I would hit them all up and see which one will step up. Maybe someone will help out with the shipping giving your situation and what you guys are doing for us. Thank you all for what you do.


----------



## IntegrityArcher (Feb 23, 2010)

*Rinehart 3-D targets*

I live here in WI just north of Janesville, WI where Rinehart is located. I emailed them asking what they can do. I think their new Rhinoblock would be great. Pretty compact to ship too! Here's a link http://www.rinehart3-d.com/images/news/rhinoblock.jpg

I'll let you know if they email me back with anything.

Thanks for serving. It doesn't go unappreciated.


----------



## Supermag1 (Jun 11, 2009)

You could probably get R&Ws for the price of a discounted Rinehart or McKenzie.


----------



## ryan76chev (Jan 12, 2006)

Hey thanks for all the replies, I was away from a comp for a bit.
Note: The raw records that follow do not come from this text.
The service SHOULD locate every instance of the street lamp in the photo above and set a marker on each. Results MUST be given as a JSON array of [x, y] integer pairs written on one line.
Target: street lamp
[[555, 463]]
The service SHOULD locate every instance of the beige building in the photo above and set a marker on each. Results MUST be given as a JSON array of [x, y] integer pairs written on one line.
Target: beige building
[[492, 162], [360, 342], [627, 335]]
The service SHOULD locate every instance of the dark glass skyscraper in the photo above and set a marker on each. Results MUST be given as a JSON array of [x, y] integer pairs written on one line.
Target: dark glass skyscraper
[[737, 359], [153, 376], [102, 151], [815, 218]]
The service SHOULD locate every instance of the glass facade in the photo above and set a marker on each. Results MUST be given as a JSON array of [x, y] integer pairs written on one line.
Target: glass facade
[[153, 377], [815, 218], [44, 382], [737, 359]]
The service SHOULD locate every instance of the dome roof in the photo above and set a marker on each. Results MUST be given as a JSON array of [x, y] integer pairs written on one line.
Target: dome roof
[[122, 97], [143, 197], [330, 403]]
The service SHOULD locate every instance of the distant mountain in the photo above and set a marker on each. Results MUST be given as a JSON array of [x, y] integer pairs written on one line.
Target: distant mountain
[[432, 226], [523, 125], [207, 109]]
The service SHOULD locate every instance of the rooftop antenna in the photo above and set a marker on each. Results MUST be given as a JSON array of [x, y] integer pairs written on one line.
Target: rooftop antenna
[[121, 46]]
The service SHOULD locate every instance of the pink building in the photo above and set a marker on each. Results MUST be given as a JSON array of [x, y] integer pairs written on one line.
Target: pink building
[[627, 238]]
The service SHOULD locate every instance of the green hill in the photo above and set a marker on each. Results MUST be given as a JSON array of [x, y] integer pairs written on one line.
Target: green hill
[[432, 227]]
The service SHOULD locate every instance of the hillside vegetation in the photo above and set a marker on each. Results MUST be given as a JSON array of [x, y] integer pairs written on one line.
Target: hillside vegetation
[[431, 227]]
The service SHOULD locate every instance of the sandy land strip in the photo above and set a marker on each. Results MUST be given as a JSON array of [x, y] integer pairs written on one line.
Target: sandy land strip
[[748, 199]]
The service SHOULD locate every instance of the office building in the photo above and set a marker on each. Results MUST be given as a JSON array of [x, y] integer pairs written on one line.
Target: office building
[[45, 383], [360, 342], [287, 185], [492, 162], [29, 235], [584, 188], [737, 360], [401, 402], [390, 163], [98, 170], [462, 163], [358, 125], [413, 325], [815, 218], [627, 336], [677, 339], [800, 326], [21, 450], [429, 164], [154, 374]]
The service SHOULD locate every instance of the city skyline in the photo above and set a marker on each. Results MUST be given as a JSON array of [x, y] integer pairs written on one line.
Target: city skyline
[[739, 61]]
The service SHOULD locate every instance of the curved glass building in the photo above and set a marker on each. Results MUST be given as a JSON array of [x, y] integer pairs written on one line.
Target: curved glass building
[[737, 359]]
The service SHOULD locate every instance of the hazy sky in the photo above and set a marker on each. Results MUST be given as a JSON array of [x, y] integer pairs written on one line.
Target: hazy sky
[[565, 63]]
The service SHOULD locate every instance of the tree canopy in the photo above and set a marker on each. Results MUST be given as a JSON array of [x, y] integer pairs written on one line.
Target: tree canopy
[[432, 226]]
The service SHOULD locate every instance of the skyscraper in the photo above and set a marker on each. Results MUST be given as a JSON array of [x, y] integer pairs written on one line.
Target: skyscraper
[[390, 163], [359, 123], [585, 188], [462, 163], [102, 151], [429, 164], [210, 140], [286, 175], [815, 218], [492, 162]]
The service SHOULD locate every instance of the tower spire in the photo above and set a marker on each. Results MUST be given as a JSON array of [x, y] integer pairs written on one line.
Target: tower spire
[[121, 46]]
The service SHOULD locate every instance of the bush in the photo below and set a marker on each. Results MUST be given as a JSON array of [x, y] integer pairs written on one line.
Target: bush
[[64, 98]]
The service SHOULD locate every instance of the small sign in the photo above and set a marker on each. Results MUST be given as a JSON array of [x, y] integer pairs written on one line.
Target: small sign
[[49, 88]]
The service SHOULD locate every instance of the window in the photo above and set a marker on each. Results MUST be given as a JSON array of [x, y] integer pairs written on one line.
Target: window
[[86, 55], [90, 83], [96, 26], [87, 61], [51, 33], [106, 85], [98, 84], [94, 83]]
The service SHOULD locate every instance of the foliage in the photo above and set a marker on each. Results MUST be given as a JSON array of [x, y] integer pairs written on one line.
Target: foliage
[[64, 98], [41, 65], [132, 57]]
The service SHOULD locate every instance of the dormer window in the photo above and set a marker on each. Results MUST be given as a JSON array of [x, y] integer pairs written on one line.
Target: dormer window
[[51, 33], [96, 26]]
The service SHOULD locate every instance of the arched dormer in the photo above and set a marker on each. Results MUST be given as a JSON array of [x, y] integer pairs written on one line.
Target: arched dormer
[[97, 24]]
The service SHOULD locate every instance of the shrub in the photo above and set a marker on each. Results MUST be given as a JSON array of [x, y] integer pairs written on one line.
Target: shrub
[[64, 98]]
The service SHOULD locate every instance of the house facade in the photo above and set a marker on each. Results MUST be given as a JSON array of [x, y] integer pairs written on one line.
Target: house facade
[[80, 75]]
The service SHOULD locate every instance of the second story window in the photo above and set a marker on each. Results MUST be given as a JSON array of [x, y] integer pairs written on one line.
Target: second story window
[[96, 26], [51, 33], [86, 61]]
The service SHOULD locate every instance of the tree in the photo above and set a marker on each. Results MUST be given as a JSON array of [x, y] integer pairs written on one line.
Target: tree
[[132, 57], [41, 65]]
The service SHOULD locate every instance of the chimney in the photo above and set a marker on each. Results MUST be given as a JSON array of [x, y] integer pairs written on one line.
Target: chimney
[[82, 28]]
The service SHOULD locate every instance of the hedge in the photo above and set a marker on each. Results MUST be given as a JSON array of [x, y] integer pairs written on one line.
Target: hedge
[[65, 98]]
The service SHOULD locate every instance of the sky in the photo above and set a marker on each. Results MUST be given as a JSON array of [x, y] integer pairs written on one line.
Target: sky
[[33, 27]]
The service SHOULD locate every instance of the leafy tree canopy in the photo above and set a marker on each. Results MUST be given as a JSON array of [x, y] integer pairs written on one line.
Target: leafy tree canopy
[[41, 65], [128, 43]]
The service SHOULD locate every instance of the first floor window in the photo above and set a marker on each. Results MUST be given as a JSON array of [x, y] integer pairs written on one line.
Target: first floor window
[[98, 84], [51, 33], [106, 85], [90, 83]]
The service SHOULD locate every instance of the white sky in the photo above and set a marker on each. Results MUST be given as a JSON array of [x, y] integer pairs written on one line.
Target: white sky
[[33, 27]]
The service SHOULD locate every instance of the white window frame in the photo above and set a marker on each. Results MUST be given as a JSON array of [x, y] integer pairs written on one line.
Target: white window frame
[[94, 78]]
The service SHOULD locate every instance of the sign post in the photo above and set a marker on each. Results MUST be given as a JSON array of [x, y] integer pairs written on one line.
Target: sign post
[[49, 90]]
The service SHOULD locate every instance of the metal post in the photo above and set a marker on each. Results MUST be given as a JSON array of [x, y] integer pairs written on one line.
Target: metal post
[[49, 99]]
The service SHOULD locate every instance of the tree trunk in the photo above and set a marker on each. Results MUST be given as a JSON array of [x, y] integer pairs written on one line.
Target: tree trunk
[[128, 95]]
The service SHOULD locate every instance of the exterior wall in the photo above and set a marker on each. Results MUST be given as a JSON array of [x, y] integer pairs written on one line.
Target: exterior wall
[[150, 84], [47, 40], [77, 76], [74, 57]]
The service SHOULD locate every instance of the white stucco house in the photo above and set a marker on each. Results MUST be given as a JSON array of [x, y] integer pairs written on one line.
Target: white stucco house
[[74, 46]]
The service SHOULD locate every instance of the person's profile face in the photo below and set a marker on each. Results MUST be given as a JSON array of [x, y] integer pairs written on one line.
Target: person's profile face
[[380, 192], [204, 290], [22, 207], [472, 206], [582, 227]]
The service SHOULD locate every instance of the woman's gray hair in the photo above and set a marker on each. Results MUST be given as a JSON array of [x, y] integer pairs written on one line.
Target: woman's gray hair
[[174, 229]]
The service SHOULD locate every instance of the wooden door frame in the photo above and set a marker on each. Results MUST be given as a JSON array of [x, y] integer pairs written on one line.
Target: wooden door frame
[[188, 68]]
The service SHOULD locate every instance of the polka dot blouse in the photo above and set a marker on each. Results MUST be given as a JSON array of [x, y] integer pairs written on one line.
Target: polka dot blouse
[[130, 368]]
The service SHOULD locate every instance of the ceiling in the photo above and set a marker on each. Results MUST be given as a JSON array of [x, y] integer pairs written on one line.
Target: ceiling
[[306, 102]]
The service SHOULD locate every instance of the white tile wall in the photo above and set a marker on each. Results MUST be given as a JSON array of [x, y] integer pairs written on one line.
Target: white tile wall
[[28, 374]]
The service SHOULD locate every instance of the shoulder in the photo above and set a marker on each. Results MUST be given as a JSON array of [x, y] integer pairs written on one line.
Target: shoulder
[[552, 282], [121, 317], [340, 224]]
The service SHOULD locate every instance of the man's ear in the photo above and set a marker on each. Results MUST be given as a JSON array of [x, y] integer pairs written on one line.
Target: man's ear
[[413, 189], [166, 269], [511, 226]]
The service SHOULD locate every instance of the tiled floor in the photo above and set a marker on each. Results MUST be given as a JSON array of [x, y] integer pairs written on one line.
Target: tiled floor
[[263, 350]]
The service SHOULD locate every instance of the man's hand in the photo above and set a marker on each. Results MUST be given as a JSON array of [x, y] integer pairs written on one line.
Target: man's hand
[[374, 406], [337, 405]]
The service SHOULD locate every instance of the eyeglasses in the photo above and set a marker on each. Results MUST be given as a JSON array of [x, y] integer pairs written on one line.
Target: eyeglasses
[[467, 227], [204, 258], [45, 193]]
It looks like we all may just end up buying 1 each whether its block type targets or 3d, thanks the for the replies and the support! :darkbeer:


----------



## STUDENT-ARCHER (Jun 26, 2009)

not trying to be a smart a**, but anyone ever try a sand bag target?


----------



## MichiganMark170 (Apr 27, 2010)

I have some used 3-D targets you boys can have for free. I'll make sure to pick through and get you the ones with plenty of shots left in them. I'll talk to the proshop owner tomorrow and let ya know. Send me an email at [email protected] and let me know what you boys are looking for. I have family and friends who currently are serving or have served so i'll try to hook you up with whatever you need. Just shoot me an email and we'll get to business and get you guys shooting ASAP. --Michigan Mark


----------



## gunnertrip50 (May 11, 2010)

*Wow*

Hey mark way to go. before they can thank you, let me. that is a great thing your doing. any piece of home you can bring them will help more then most will ever know. Hunting may be different after the sand box but target shooting will never change....


----------



## DDULEY (Nov 28, 2007)

I work for FEDX and we are in Iraq, send me some more info on where you would want these sent and I will see what we can do!
Dennis D


----------



## Kevrod3 (Mar 1, 2010)

*Thats awesome*

dude michigan mark your a good man! i hope those guys get em soon and maybe there Lt. will let them stick a couple of insurgents!


----------



## carlosii (Feb 25, 2007)

Rinehart had several used and blemished targets at Bedford at really discounted prices. Might get them to donate a couple. Just wish I'd bought one. They had been used at the NASP shoot down at Orlando's Walt Disney World.


----------